South Dakota Top Blogs

News, notes, and observations from the James River Valley in northern South Dakota with special attention to reviewing the performance of the media--old and new. E-Mail to MinneKota@gmail.com

Wednesday, October 14, 2020

Hillary Clinton lost an election, but we lost a nation.

There is a vast body of analysis on why Hillary Clinton lost to Donald Trump.  It gives scant comfort to know that Clinton won the popular vote by 2.9 million votes.  She won  48.2 percent of the vote to Trump's 46.1 percent.  However, Trump won the electoral college with 304 votes to Clinton's 227.  The electoral college severely contradicts the popular vote.  But all this analysis does not answer the question of why, after the honesty and decency in the White House of the Obamas, so many people would choose a seething glob of corruption like Donald Trump.

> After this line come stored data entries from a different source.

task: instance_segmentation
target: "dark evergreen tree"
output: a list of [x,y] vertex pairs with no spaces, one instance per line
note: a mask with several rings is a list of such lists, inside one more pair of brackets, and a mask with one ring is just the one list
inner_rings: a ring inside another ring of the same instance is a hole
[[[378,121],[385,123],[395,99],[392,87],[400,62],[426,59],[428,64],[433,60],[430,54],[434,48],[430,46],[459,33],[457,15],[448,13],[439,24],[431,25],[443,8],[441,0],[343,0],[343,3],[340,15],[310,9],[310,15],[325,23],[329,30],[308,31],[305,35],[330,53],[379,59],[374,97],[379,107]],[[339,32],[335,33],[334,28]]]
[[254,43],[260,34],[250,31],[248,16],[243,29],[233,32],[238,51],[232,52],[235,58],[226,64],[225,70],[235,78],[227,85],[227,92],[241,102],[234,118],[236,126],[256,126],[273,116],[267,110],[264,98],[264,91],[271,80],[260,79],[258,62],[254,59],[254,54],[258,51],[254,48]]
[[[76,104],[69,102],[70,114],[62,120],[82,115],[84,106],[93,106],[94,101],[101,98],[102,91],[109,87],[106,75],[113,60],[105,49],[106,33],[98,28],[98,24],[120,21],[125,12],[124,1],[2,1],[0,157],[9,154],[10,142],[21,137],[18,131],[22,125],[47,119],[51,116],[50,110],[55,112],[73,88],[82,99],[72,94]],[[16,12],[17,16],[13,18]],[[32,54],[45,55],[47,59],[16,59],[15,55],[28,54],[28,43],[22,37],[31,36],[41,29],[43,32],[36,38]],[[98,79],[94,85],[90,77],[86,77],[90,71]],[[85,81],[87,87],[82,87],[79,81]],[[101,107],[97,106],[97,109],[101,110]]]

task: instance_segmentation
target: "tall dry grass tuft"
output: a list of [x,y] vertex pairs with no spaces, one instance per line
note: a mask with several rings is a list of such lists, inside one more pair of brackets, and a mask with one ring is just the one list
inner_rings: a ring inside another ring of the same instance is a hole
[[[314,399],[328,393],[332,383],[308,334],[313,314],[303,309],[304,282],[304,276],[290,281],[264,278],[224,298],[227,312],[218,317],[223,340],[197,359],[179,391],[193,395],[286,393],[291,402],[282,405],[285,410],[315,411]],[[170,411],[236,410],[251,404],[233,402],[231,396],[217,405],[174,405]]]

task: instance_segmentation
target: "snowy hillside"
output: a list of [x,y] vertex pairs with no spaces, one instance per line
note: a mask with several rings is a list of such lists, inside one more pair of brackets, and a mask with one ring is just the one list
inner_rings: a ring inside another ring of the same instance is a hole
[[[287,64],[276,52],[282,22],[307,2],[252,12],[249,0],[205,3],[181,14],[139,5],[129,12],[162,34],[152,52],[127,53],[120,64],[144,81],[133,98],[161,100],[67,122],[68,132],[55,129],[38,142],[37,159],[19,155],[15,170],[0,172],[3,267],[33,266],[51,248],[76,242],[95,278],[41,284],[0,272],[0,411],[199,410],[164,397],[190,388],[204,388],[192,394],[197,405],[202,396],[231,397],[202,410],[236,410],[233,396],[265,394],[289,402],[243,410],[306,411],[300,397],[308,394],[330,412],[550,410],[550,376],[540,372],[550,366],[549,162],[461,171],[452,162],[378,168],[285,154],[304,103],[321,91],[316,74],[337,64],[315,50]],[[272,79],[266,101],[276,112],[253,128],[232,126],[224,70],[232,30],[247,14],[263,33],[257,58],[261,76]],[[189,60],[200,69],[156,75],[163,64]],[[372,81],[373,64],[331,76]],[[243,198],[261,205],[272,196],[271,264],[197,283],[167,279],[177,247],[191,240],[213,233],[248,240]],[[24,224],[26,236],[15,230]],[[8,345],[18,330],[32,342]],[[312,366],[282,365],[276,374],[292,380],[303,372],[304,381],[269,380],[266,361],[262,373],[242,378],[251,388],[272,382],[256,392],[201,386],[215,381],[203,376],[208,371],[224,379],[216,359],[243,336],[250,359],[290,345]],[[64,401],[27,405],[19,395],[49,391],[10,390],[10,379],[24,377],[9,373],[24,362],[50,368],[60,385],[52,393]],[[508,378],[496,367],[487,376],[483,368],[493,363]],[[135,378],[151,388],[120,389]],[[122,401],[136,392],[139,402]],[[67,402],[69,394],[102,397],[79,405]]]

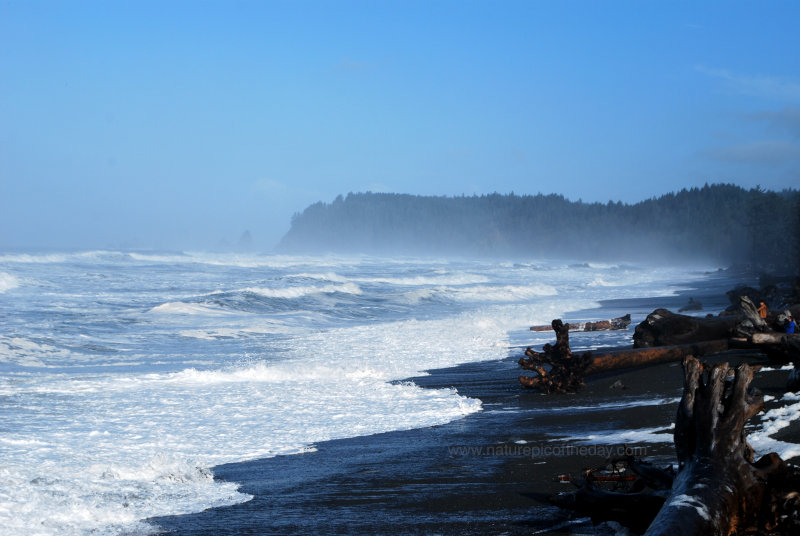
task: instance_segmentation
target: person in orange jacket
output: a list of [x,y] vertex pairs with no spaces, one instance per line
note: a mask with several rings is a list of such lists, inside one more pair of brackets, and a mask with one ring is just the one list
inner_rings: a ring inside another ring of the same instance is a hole
[[764,320],[767,319],[767,304],[763,301],[758,306],[758,314],[761,315],[761,318]]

There is also a hefty body of explanations about how Trump won.  Most of it examines what the candidates did, but it tends to assume that candidates are the sole determiners of election outcomes.  We talk much about holding candidates accountable, but shy away from holding voters accountable for their decisions.  Those who believe that America strives for freedom, equality, and justice for all must face the fact that 42 percent of their fellow Americans do not share those values.  Studies, in fact, shows that the most important factor behind Trump's election to the presidency is his appeal to prejudice.  Those people who voted for Trump because he affirms their prejudice and bigotry are often demeaned by him.  Talk show host Howard Stern notes "The people Trump despises most love him the most."

America is not the nation that is characterized by the Greatest Generation.  Trump represents a nation that values his constant lying, his financial deceptions, his false slanders and libels against political opponents, and his vile personal behavior because he endorses their anti-American hatred and bigotry.  The America Trump represents is not the America that once was a powerful voice for the democratic values of freedom for all, for equality, and for justice for all.  And the differing attitude for those values is what defines the political divide in the nation.  A significant portion of the American people denies the values that once defined the aspirations of American democracy.  It denies science and clings to its hatreds.   

This election is not merely choosing between Trump and Biden. It is a choice between Oceania, the oppressive nation described by George Orwell in 1984, and the United States we once dreamed about.